0

I have a bunch of csv files that I need to read. Each file has a header, most have footers, and half have column headings that appear sporadically within the body of the file. I would like to delete the header, footer and sporadic column headings.

I include reproducible examples in almost all of my questions and answers, but in this case since I am reading an external file I am not sure how to do that.

Each header is three lines long. I can remove the header with the following line (which uses 'skip'):

d <- read.csv('c:/users/mark w miller/simple R programs/data_with_header_footer.csv', header=T, skip=2)

The number of lines between the header and footer varies among files. However, the footer always begins with the line: 'Symbols:'. The first line of the footer occupies only the first cell of that row. The number of lines in the footer varies among files.

Some files have sporadic column headings within the body of the file. The first row begins with a table number such as 'Table 4.3-1'. The last row of these sporadic headings always begins with something like: 'Number_reporting' 'Year 1' 'Area 1' 'Area 2' 'Year 2' 'Area 1' 'Area 2'.

How can I delete these footers and sporadic column headings? I would prefer not to edit each file manually because there are a large number of files and errors might occur when deleting a lot of rows by hand.

Thank you for any suggestions.

Mark Miller
  • 12,483
  • 23
  • 78
  • 132

1 Answers1

3

you can use readLines then grep for the relevant footers and column headers. With nothing more concrete it is hard to give an example.

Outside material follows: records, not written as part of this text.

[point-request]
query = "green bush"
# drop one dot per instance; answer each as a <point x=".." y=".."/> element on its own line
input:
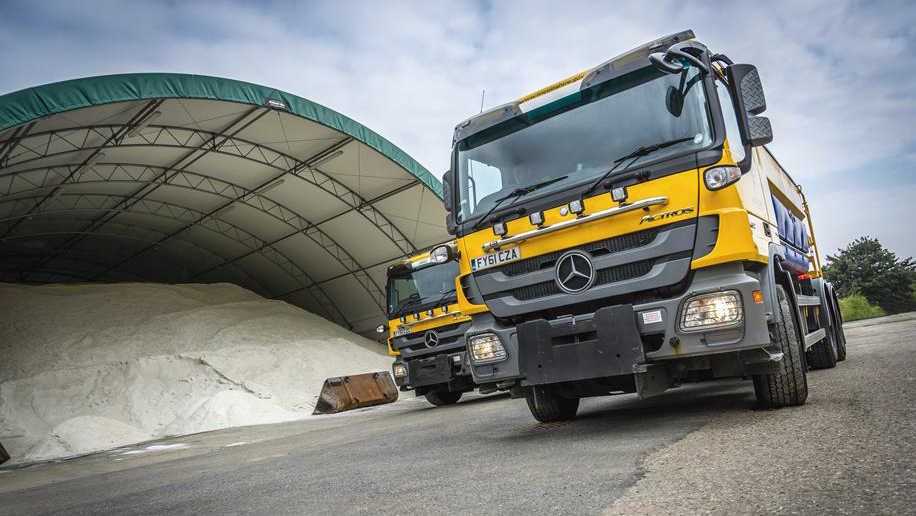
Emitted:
<point x="857" y="307"/>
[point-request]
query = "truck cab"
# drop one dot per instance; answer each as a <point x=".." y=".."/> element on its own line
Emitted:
<point x="626" y="230"/>
<point x="426" y="326"/>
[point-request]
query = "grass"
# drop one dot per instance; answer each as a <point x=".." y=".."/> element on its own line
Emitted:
<point x="857" y="307"/>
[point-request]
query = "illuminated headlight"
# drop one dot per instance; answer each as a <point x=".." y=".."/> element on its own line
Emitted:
<point x="717" y="310"/>
<point x="536" y="218"/>
<point x="486" y="347"/>
<point x="576" y="206"/>
<point x="440" y="254"/>
<point x="717" y="178"/>
<point x="619" y="194"/>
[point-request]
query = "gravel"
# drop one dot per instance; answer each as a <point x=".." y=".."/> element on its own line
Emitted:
<point x="851" y="449"/>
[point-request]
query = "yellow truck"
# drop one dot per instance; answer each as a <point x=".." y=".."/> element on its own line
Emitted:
<point x="625" y="230"/>
<point x="426" y="326"/>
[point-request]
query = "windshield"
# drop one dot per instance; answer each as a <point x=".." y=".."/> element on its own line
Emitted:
<point x="422" y="289"/>
<point x="579" y="136"/>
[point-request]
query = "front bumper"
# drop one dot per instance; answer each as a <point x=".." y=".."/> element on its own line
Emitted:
<point x="603" y="344"/>
<point x="442" y="368"/>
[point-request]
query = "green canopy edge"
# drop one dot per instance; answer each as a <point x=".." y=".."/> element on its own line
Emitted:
<point x="23" y="106"/>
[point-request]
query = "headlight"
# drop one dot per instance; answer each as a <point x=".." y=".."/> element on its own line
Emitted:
<point x="707" y="311"/>
<point x="486" y="347"/>
<point x="717" y="178"/>
<point x="440" y="254"/>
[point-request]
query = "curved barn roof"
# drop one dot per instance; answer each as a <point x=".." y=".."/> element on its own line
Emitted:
<point x="186" y="178"/>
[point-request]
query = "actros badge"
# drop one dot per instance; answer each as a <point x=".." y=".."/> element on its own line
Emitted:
<point x="666" y="215"/>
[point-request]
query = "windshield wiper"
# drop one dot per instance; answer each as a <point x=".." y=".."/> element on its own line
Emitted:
<point x="444" y="297"/>
<point x="411" y="300"/>
<point x="523" y="190"/>
<point x="635" y="155"/>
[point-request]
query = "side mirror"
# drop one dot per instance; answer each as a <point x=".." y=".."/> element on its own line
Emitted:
<point x="447" y="195"/>
<point x="744" y="81"/>
<point x="448" y="199"/>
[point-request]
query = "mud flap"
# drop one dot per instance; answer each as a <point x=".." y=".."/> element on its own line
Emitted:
<point x="351" y="392"/>
<point x="651" y="379"/>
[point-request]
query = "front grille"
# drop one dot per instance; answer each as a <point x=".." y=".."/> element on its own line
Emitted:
<point x="608" y="275"/>
<point x="598" y="248"/>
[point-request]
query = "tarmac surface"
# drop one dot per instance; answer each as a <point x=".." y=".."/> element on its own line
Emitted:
<point x="697" y="449"/>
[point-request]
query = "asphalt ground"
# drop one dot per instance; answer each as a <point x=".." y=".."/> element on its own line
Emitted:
<point x="697" y="449"/>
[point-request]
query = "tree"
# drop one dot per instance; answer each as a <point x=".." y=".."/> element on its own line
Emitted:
<point x="865" y="267"/>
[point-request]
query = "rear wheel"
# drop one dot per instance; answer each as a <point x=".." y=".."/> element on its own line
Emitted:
<point x="440" y="398"/>
<point x="787" y="386"/>
<point x="547" y="405"/>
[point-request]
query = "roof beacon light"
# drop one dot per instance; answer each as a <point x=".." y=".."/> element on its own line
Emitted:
<point x="619" y="194"/>
<point x="536" y="218"/>
<point x="575" y="206"/>
<point x="440" y="254"/>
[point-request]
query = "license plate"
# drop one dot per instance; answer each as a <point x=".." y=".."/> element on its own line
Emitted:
<point x="493" y="259"/>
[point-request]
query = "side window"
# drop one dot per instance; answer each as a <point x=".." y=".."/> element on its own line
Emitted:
<point x="731" y="122"/>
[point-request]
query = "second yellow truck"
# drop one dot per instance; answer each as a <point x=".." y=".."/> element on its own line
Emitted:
<point x="426" y="326"/>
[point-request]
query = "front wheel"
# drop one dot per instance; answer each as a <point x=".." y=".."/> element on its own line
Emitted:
<point x="440" y="398"/>
<point x="547" y="405"/>
<point x="788" y="386"/>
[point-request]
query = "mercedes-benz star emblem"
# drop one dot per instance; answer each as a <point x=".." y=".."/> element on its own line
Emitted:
<point x="574" y="272"/>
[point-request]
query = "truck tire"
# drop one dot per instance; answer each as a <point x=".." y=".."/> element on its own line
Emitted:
<point x="440" y="398"/>
<point x="788" y="386"/>
<point x="547" y="406"/>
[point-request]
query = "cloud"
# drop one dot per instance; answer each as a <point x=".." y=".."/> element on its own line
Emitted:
<point x="838" y="74"/>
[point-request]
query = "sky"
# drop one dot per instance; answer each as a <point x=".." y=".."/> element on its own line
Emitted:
<point x="839" y="75"/>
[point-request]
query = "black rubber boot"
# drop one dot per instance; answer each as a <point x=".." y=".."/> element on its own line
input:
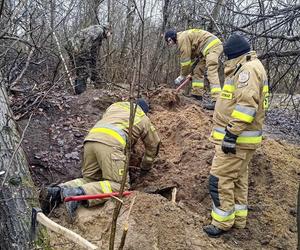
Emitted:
<point x="197" y="97"/>
<point x="50" y="198"/>
<point x="209" y="105"/>
<point x="72" y="206"/>
<point x="213" y="231"/>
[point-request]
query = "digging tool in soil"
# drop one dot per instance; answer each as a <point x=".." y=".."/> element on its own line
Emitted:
<point x="95" y="196"/>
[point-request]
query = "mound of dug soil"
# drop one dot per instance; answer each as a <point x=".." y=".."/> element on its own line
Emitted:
<point x="184" y="161"/>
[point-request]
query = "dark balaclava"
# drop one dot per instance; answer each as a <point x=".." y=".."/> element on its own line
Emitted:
<point x="235" y="46"/>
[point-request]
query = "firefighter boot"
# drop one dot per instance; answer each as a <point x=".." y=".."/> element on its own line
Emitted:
<point x="210" y="105"/>
<point x="49" y="198"/>
<point x="213" y="231"/>
<point x="72" y="206"/>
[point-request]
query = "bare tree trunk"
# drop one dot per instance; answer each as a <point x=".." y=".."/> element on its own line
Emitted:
<point x="17" y="189"/>
<point x="128" y="29"/>
<point x="215" y="14"/>
<point x="159" y="44"/>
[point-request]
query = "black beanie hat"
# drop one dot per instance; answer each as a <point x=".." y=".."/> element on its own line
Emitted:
<point x="143" y="105"/>
<point x="235" y="46"/>
<point x="171" y="34"/>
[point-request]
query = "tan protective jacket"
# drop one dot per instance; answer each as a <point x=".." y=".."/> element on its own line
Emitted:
<point x="242" y="103"/>
<point x="193" y="43"/>
<point x="112" y="130"/>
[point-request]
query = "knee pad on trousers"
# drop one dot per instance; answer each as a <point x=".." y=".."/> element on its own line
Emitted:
<point x="213" y="189"/>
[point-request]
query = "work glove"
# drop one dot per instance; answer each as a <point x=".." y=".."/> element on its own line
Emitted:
<point x="179" y="80"/>
<point x="229" y="143"/>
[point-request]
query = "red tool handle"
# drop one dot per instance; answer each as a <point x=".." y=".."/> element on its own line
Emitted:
<point x="185" y="82"/>
<point x="95" y="196"/>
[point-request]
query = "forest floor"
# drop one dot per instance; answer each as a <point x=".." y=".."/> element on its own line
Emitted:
<point x="53" y="143"/>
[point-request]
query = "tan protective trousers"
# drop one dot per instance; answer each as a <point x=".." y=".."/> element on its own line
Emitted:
<point x="228" y="187"/>
<point x="211" y="64"/>
<point x="102" y="170"/>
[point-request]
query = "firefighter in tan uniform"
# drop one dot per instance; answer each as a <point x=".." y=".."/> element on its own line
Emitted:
<point x="104" y="155"/>
<point x="237" y="132"/>
<point x="193" y="44"/>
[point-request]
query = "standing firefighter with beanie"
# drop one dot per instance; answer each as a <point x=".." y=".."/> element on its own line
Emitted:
<point x="83" y="49"/>
<point x="104" y="156"/>
<point x="237" y="132"/>
<point x="194" y="44"/>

dum.data<-readLines('some.txt')
dum.data<-dum.data[-c(1:3)]

if(length(grep("Symbols:",dum.data))>0){
dum.data<-dum.data[-c(grep("Symbols:",dum.data):length(dum.data))]
}

if(length(grep("Table[0-9].[0-9]".dum.data))>0){
dum.data<-dum.data[-c(grep("Table[0-9].[0-9]".dum.data):app.marker)]
}

app.marker would be an appropriate grep for the end of your sporadic header which is pretty vague. Once these have been removed you can process the remainder split by commas etc as required.

shhhhimhuntingrabbits
  • 7,397
  • 2
  • 23
  • 23